Parfois, Margaret souriait et disait des choses comme :
« Un homme qui aime sa mère sera toujours un bon mari. »
Emily se força à sourire, mais à chaque fois sa poitrine se serrait. Les gens louaient Daniel comme un fils dévoué, mais quel genre de dévotion faisait qu’un mari dormait dans la chambre de sa mère chaque nuit ? D’une certaine manière, cela n’avait pas de sens.
La nuit où elle le suivit
Une nuit blanche, vers deux heures du matin, Émilie entendit des pas doux. Daniel quitta de nouveau sa chambre.
Cette fois, elle a décidé de découvrir la vérité. Elle éteignit la lampe, se glissa hors du lit et le suivit dans le couloir sombre. Son ombre disparut derrière la porte de sa mère, qui se referma doucement. Le cœur d’Émilie battait la chamade. Elle hésita, puis colla son oreille contre le bois.
De l’intérieur, elle entendit la faible voix de Margaret :
« Daniel… Pourriez-vous apporter la crème ? J’ai de nouveau le dos qui me démange.
Daniel a répondu doucement :
« Bien sûr, maman. Restez immobile. Je vais t’aider.
La main d’Émilie trembla lorsqu’elle poussa la porte pour l’entrouvrir.

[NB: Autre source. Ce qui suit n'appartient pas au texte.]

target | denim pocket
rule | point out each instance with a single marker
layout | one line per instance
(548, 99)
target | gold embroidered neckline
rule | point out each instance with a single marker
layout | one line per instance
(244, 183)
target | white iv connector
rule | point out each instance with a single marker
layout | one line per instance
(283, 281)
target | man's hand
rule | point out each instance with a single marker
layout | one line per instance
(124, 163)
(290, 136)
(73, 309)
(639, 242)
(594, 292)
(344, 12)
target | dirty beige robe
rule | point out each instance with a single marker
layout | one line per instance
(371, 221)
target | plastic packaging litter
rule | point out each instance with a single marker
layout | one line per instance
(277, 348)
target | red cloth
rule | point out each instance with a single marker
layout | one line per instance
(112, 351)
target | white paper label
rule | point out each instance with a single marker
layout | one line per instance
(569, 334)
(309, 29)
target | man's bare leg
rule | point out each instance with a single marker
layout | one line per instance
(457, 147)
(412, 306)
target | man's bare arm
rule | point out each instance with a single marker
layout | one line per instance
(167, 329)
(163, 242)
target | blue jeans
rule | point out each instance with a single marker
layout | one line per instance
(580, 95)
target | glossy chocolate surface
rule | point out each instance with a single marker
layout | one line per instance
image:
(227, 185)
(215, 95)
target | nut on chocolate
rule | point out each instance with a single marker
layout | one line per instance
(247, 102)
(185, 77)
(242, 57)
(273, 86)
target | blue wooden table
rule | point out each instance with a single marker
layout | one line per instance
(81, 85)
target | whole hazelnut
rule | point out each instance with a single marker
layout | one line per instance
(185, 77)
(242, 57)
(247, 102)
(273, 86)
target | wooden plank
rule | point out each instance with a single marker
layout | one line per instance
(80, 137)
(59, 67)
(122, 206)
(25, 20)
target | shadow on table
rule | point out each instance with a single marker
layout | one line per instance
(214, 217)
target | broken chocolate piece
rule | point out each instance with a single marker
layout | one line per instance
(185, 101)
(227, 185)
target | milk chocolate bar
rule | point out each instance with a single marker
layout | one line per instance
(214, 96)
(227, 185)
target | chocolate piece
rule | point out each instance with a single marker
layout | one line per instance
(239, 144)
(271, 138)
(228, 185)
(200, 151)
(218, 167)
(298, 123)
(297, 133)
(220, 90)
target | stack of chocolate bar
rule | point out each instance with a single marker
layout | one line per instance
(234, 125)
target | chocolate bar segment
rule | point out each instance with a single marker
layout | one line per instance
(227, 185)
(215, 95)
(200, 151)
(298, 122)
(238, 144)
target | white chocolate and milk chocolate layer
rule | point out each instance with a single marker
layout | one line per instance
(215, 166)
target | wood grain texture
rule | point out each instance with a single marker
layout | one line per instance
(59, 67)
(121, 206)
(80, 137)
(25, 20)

Dans la pénombre, Daniel portait des gants et frottait soigneusement de la pommade sur le dos de sa mère. La peau était rouge et irritée. Margaret tressaillit légèrement, mais essaya de sourire.
« Je suis désolée, mon fils », murmura-t-elle. « Je suis tellement ennuyeux. »
Daniel secoua immédiatement la tête.
« Ne dis pas ça. Tu as pris soin de moi toute ma vie. Ce n’est rien.
Des larmes coulèrent dans les yeux d’Émilie. Elle avait passé toutes ces nuits à ruminer, elle avait craint le pire, douté de son amour, et pourtant elle ne voyait que de la bonté et un devoir tranquille.
Il s’est avéré que Margaret souffrait d’une maladie chronique de la peau qui n’arrêtait pas de s’enflammer la nuit, provoquant des douleurs et des démangeaisons. Pendant la journée, elle les cachait derrière de longues manches et un sourire chaleureux. Mais chaque nuit, Daniel restait à ses côtés et l’aidait à traverser la douleur sans un mot.
Le matin de la compréhension
, Emily n’a pas dormi une minute cette nuit-là. Des sentiments de culpabilité et de tendresse la tourmentaient.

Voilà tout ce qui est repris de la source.